Feature	Spec	Config	Code Default	What It Does
Failure registry	56	(automatic)	ON	Captures all failures with consistent taxonomy
Failure JSON artifact	56	(automatic)	ON	Writes `failures_{run_id}.json` per evaluation run

SSOT: src/ai_psychiatrist/infrastructure/observability.py

Privacy: only counts, lengths, hashes, and error codes are stored. Never raw transcript text.

Evaluation / Metrics

Feature	Spec	Where	Why It Exists
Selective prediction metrics	25	`scripts/evaluate_selective_prediction.py`, `src/ai_psychiatrist/metrics/*`	Comparing MAE across different coverages is invalid; we report AURC/AUGRC + bootstrap CIs

See: - Statistical methodology (AURC/AUGRC) (why AURC/AUGRC) - Metrics and evaluation (exact definitions + output schema)
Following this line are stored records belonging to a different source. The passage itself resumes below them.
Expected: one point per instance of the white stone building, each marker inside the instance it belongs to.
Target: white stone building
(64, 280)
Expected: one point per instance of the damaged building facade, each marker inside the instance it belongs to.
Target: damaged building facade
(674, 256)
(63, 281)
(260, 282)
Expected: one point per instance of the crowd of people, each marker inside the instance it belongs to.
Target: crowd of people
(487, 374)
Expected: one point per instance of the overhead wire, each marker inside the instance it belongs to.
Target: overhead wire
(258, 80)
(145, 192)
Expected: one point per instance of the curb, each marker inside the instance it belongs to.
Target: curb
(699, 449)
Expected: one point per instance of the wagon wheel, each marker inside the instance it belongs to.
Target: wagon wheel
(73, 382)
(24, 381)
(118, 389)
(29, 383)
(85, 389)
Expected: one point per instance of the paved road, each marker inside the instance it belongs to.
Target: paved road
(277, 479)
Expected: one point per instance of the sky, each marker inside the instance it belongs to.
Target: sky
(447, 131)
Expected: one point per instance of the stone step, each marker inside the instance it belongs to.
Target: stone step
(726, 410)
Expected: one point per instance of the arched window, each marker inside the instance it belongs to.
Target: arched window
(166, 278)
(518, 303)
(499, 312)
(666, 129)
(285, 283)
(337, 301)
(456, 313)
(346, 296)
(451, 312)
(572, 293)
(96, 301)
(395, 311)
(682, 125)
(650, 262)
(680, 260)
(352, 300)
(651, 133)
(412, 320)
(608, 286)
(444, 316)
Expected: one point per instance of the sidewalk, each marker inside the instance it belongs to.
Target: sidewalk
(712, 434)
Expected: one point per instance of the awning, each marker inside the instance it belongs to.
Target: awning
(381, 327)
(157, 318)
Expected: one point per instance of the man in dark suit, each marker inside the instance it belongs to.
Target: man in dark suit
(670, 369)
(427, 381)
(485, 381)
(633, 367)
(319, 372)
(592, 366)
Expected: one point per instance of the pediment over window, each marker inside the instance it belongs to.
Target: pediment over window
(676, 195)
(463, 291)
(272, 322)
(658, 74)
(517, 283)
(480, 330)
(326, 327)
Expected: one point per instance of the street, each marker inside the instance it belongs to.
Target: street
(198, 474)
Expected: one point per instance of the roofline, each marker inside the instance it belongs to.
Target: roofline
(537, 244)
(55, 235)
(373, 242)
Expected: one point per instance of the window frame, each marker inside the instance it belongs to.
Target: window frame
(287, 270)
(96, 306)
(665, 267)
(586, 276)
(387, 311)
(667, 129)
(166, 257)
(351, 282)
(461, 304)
Recommended Profiles (Research Workflow)

Legacy Baseline (Historical)

Goal: reproduce the paper’s method as described, even if it is noisy.

EMBEDDING_REFERENCE_SCORE_SOURCE=participant
EMBEDDING_ENABLE_ITEM_TAG_FILTER=false
EMBEDDING_MIN_REFERENCE_SIMILARITY=0.0
EMBEDDING_MAX_REFERENCE_CHARS_PER_ITEM=0
EMBEDDING_ENABLE_REFERENCE_VALIDATION=false

Research-Honest Retrieval (Post-Ablation Target)

Goal: minimize known failure modes (label mismatch, wrong-item retrieval, irrelevant references).

EMBEDDING_REFERENCE_SCORE_SOURCE=chunk
EMBEDDING_ENABLE_ITEM_TAG_FILTER=true
EMBEDDING_MIN_REFERENCE_SIMILARITY=0.3
EMBEDDING_MAX_REFERENCE_CHARS_PER_ITEM=500
EMBEDDING_ENABLE_REFERENCE_VALIDATION=true

See: Preflight checklist (few-shot).